High score countries
Small island economies such as Cape Verde, Mauritius, São Tomé and Príncipe, and Seychelles are well prepared to benefit from the AfCFTA agreement, the supply-chain diversification opportunity index shows. These economies have the advantage of political stability, a favourable skills base, enhanced ICT infrastructure, and high readiness for AfCFTA adoption. Botswana, Côte d'Ivoire, Kenya, Namibia, Nigeria, Rwanda, Senegal, South Africa, Togo, and Uganda are also expected to benefit.
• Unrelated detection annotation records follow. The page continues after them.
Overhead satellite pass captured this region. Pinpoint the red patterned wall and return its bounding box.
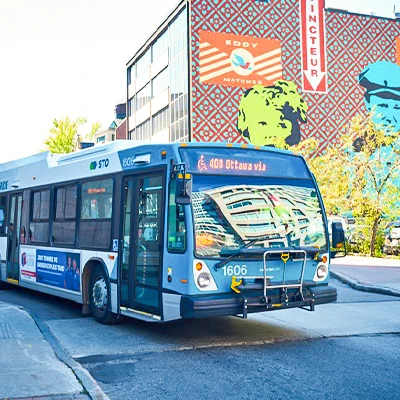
[191,0,400,150]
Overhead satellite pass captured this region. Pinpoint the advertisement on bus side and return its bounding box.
[20,247,81,292]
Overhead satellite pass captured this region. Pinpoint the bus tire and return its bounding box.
[89,266,117,324]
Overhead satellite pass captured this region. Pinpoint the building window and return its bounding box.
[152,107,169,134]
[136,49,151,77]
[29,189,50,243]
[79,179,114,248]
[135,119,151,140]
[128,96,136,117]
[52,185,78,245]
[152,68,169,97]
[136,83,151,110]
[152,30,168,62]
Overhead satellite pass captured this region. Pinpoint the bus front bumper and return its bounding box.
[181,285,337,318]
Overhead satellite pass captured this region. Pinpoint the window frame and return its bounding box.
[50,181,80,247]
[76,175,117,251]
[28,185,53,245]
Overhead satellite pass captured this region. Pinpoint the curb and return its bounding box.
[330,270,400,297]
[23,308,110,400]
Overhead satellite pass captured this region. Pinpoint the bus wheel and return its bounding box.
[89,267,116,324]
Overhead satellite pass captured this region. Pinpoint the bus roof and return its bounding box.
[0,140,300,192]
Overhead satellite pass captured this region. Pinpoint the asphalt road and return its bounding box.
[0,280,400,400]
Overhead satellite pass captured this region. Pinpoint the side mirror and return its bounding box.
[175,174,192,205]
[331,222,346,258]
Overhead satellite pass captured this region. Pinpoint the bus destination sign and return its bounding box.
[179,148,311,179]
[197,154,267,172]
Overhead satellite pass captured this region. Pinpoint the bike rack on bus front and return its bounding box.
[263,250,307,304]
[234,250,314,318]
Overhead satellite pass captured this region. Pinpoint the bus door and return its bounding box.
[121,173,164,315]
[7,193,22,283]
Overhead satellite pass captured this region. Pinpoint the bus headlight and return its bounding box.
[313,254,329,282]
[317,264,328,279]
[193,260,218,291]
[197,272,211,288]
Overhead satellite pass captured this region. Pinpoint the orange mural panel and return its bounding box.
[199,30,282,88]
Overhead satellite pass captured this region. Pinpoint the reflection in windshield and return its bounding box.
[192,177,327,256]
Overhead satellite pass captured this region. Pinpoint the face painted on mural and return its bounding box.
[359,61,400,132]
[238,81,308,146]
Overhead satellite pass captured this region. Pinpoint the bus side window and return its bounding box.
[0,196,7,235]
[167,179,186,253]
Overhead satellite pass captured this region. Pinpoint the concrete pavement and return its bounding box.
[0,256,400,400]
[331,256,400,296]
[0,303,108,400]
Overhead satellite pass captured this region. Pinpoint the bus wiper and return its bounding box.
[214,235,271,269]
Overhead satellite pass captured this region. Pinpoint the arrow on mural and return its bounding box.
[300,0,327,93]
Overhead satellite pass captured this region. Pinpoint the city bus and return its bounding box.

Most of these economies are relatively large within their sub-regions, while Côte d'Ivoire, Kenya, Senegal, and Togo have also made significant progress in improving their business environment and have a high AfCFTA readiness ranking.
Products and services beneficiaries
Benefiting greatly from economies of scale, the AfCFTA allows access to a larger pool of producers and the opportunity of centralised processing needed to be competitive in a global market. Under the AfCFTA, this will benefit particularly downstream users of products within the SSA region, as it will reduce input costs, increasing their competitiveness. This, in turn, reduces costs for the final consumer, improving living standards, while boosting the competitiveness of the region as a whole. Products and services that will benefit from larger trade blocks typically include raw materials, agricultural products, and food and beverages. Food production in Africa has especially great potential to expand. However, in order to benefit from the bigger market provided by the AfCFTA, more efficient agricultural practices will have to be employed. IHS Markit expects as a result agricultural land area use to come down in the long term.
Bottom line
The post-COVID-19 economic landscape in sub-Saharan Africa will be characterised by higher poverty and inequality, and a rising public-sector debt burden. Pre-COVID-19 GDP levels could be reached again by 2023 at the earliest. The risk to this outlook remains high, of which a second wave of COVID-19 in 2021, adverse weather conditions, political instability, a slow return of foreign private investment, and limited fiscal flexibility pose the most significant. Nonetheless, the SSA region's medium- to longer-term growth potential remains positive. The successful implementation of the AfCFTA and easing of nontariff barriers is one of the biggest growth opportunities. Investment will stretch from financial and business services to agro-processing, light manufacturing, and raw materials beneficiation. Business opportunities and competitive advantages across countries will be diverse. However, that breaking down non-tariff barriers such as rules of origin, safety, and health regulations remain essential to reap the full benefits of the AfCFTA and regional supply-chain diversification.